- Born: 28 December 1921 Paris, France
- Died: 23 November 1996 (aged 74) Paris, France
- Education: Lycée Janson de Sailly
- Alma mater: Columbia Business School
- Known for: Director of Christian Dior SA
- Spouses: Carla Ovazza; Francoise Schuhl ​(m. 1953)​;
- Children: 2 including Alain Elkann
- Relatives: Agnelli family; Ettore Ovazza;

= Jean-Paul Elkann =

French banker (1921–1996)

Jean-Paul Elkann (28 December 1921 – 23 November 1996) was a French banker. He was president of Compagnie Financière Jean-Paul Elkann (CFJPE).

== Biography ==
=== Early life and education ===

Born in Paris, Jean-Paul Elkann was the son of Montbéliard-born industrialist Armand Elkann (1882–1962) and his wife Berthe Bloch. He was raised at Lycée Janson de Sailly in Paris. He was admitted to study at Polytechnique in 1940 but left France with his family.

=== Refugee in New York ===
Elkann continued his studies in the United States and received a Bachelor of Science degree from Columbia Business School in 1943 while living at The Pierre hotel in New York City.

Along with his father, Elkann entered the metallurgical industry. Soon after, he became the owner and president of the companies Vanadium Steel Italiana from 1948, Vanadium Alloys Steel Canada (since 1950), and Vice President of Vanadium Alloys Steel USA from 1953.

=== Return to Paris ===
In 1953, Elkann returned to France and went into the fragrance industry. In 1962, he became president of Parfums Caron. Thereafter, he became vice president of Parfums Givenchy (1980–1983), director of Christian Dior SA Group, and director of several major French companies.

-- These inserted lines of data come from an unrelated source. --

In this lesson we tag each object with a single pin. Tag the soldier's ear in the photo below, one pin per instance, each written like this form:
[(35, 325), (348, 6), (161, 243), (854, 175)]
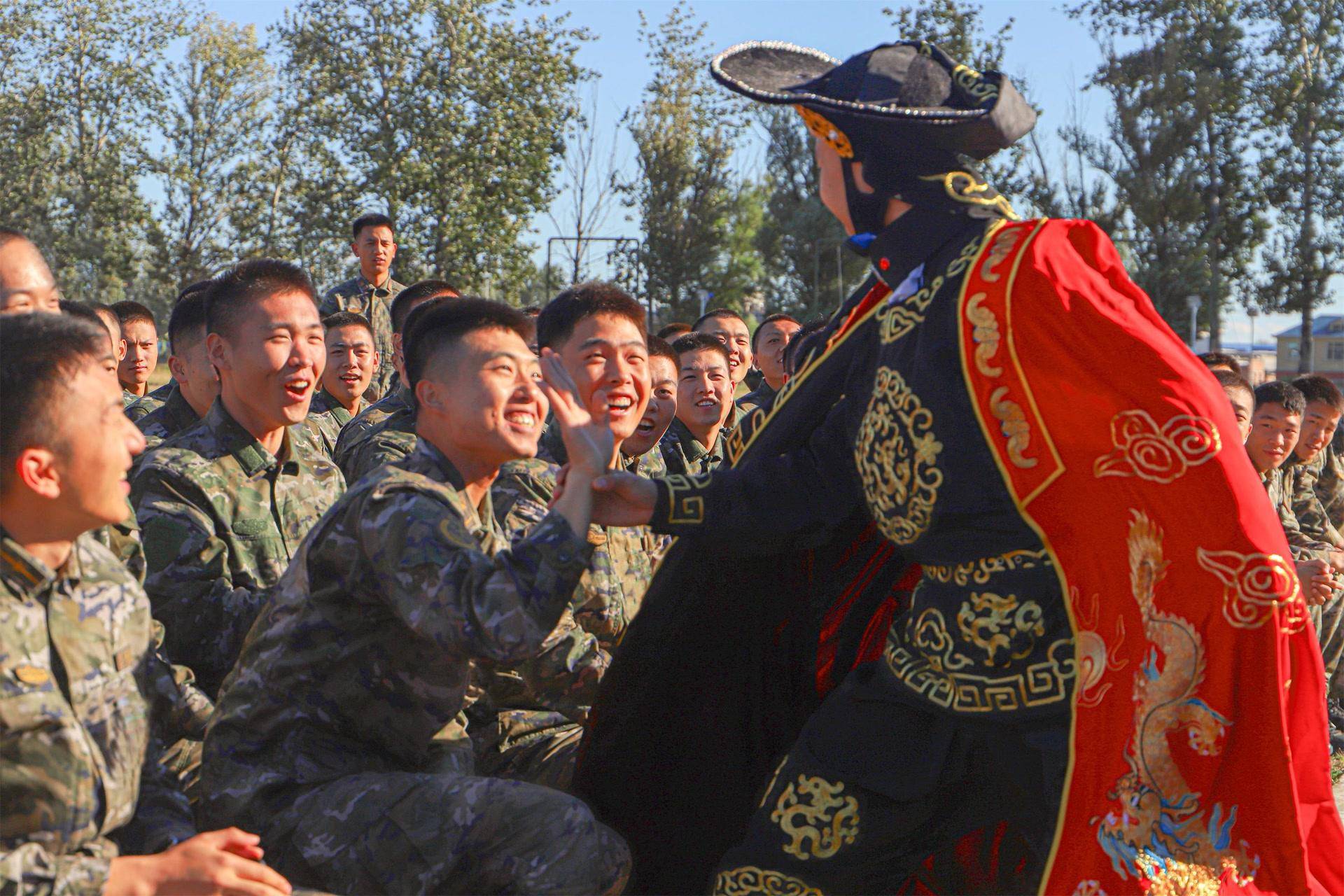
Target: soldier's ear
[(36, 469)]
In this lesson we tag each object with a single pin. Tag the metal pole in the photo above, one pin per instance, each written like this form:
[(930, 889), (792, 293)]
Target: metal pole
[(840, 273)]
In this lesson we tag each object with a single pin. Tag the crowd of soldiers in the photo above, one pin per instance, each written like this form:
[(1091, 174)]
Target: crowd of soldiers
[(349, 609), (358, 608)]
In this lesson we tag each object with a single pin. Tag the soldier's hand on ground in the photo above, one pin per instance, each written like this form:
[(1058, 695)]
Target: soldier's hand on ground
[(588, 437), (622, 498), (217, 862), (1317, 580)]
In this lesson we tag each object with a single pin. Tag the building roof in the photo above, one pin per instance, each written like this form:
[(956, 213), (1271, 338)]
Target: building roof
[(1322, 326)]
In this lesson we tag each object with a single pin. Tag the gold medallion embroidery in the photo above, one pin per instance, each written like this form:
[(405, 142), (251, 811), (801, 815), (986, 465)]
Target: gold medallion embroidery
[(1002, 625), (825, 132), (1158, 454), (750, 880), (1154, 806), (897, 456), (1015, 428), (1256, 584), (816, 817), (986, 335), (980, 571)]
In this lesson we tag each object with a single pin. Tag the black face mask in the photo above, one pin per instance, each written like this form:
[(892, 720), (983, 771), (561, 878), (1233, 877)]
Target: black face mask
[(867, 211)]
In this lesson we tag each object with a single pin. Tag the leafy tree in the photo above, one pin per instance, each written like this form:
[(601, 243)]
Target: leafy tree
[(683, 197), (1177, 148), (448, 115), (81, 77), (1300, 86), (214, 124)]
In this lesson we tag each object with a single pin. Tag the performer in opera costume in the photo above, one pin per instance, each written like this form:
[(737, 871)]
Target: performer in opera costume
[(1104, 679)]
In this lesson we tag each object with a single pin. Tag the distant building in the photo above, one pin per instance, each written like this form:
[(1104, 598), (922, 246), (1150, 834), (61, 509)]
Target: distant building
[(1327, 348)]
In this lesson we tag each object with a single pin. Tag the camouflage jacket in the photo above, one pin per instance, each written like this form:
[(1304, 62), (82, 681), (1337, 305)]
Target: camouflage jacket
[(374, 302), (78, 685), (220, 519), (1310, 514), (558, 684), (326, 418), (365, 425), (151, 402), (685, 454), (363, 653), (1281, 485), (1329, 481), (166, 421)]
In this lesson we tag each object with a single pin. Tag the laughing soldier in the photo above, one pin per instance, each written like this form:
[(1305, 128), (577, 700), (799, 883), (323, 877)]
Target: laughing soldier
[(1089, 691)]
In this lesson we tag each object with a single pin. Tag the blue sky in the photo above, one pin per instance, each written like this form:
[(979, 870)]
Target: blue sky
[(1054, 52)]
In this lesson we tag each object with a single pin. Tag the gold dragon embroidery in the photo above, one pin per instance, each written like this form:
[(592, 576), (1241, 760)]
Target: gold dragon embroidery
[(816, 817), (1155, 812)]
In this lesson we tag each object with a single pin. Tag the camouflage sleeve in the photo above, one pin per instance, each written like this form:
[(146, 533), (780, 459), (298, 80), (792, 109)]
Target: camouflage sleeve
[(435, 577), (1310, 514), (31, 869), (571, 663), (181, 708), (372, 453), (188, 580)]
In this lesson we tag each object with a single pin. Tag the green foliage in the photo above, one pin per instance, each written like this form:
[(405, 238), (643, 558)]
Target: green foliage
[(683, 197)]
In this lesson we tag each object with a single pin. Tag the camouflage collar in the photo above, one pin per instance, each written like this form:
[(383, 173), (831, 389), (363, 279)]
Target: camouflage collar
[(179, 410), (26, 574), (430, 463), (244, 447)]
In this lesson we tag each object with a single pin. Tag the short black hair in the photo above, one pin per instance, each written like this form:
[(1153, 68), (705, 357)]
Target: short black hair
[(83, 312), (371, 219), (38, 356), (799, 343), (191, 289), (130, 312), (772, 318), (248, 282), (444, 324), (1319, 388), (1234, 381), (1221, 359), (717, 312), (699, 343), (1281, 393), (673, 330), (662, 348), (347, 318), (187, 321), (413, 296), (564, 314)]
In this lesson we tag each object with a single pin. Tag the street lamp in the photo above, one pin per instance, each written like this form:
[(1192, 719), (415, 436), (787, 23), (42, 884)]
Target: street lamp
[(1194, 302)]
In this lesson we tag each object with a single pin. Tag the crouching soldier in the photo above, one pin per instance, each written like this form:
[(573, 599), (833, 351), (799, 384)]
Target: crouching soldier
[(78, 676), (330, 731)]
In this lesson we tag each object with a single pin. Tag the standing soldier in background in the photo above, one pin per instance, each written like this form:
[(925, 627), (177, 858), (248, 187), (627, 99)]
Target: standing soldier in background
[(26, 282), (372, 290)]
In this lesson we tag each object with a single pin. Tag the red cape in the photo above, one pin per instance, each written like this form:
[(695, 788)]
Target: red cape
[(1199, 752)]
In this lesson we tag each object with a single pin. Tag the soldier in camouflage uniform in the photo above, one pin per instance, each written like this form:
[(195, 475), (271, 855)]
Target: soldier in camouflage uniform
[(371, 292), (222, 507), (351, 365), (530, 724), (386, 430), (195, 386), (694, 442), (326, 732), (85, 695), (768, 344)]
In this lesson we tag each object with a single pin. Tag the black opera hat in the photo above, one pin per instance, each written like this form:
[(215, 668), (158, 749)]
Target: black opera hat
[(905, 109)]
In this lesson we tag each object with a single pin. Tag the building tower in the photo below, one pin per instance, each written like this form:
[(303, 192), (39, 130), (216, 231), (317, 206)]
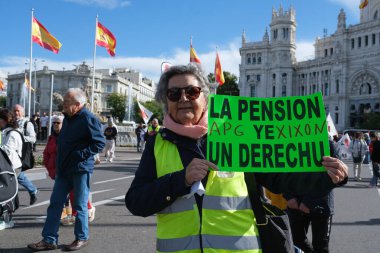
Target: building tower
[(283, 48), (370, 12)]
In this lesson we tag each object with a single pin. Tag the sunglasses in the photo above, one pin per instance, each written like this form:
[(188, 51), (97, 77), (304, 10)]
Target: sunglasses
[(191, 93)]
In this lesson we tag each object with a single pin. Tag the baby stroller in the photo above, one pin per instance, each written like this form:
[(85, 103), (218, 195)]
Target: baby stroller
[(8, 191)]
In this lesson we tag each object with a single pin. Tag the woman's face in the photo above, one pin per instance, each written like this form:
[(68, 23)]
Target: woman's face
[(57, 126), (186, 111), (3, 123)]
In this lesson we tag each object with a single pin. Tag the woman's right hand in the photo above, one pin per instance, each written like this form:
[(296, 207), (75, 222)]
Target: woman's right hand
[(293, 203), (197, 170)]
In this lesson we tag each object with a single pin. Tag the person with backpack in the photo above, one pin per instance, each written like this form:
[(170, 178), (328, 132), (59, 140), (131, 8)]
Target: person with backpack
[(358, 148), (27, 129), (12, 146)]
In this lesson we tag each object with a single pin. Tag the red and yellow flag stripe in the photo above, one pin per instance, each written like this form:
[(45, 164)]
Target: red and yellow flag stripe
[(219, 76), (2, 86), (363, 4), (193, 55), (105, 38), (42, 37)]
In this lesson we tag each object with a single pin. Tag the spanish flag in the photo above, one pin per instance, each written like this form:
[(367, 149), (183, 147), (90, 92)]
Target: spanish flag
[(105, 38), (43, 38), (2, 86), (219, 77), (27, 83), (193, 55), (363, 4)]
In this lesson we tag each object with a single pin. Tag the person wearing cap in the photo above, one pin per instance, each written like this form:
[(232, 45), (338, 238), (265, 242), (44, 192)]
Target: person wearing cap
[(110, 133)]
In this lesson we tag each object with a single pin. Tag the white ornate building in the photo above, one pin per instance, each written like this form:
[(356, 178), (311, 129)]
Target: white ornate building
[(346, 66), (107, 81)]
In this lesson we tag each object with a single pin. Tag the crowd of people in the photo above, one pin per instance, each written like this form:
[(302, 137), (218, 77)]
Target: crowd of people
[(174, 181)]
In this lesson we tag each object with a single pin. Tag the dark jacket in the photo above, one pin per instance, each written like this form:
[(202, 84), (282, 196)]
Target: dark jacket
[(50, 155), (79, 140), (110, 133), (138, 131), (149, 194), (375, 155), (318, 204)]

He was also the president of the Consistoire israélite de Paris from 1967 to 1982, then chairman of the Israelite Central Consistory of France from 1982 to 1992, and interim president of the Conseil Représentatif des Institutions Juives de France (CRIF) in late 1982, replacing Alain de Rothschild, who died of a heart attack in October 1982.

Although he was himself a non-practicing Jew, he supported the Orthodox movement. As quoted by the Chief Rabbi, Michel Gugenheim, Elkann told the leader of Reform Judaism in the United States, Alexander Schindler: "The only difference between you and me, Mr. rabbi, is that I violate the law, but I do not change it, and you want to change the law." He was also the vice president of the France-Israel Chamber of Commerce, the chairman of the Association de coopération économique France-Israël, Haifa Technion governor, administrator of Yabné school, administrator of the Alliance Israelite Universelle, and vice chairman of the Social Action Committee Israelite de Paris (CASIP).

In addition to his business career, Elkann served on the board of overseers of Columbia Business School.

== Personal life and death ==
Elkann married Carla Ovazza (1922–2000), heir to a Jewish banking family in Turin, whom he met at Columbia University; she was the niece of Ettore Ovazza. They had a son, Alain Elkann, who was born in New York in 1950 and who, in 1975, married Margherita Agnelli, daughter of the influential Italian industrialist and principal shareholder of Fiat, Gianni Agnelli.

After divorce, Jean-Paul Elkann married Francoise Schuhl on 9 November 1953, with whom he had a daughter, Brigitte Elkann. He died on 23 November 1996, in Paris.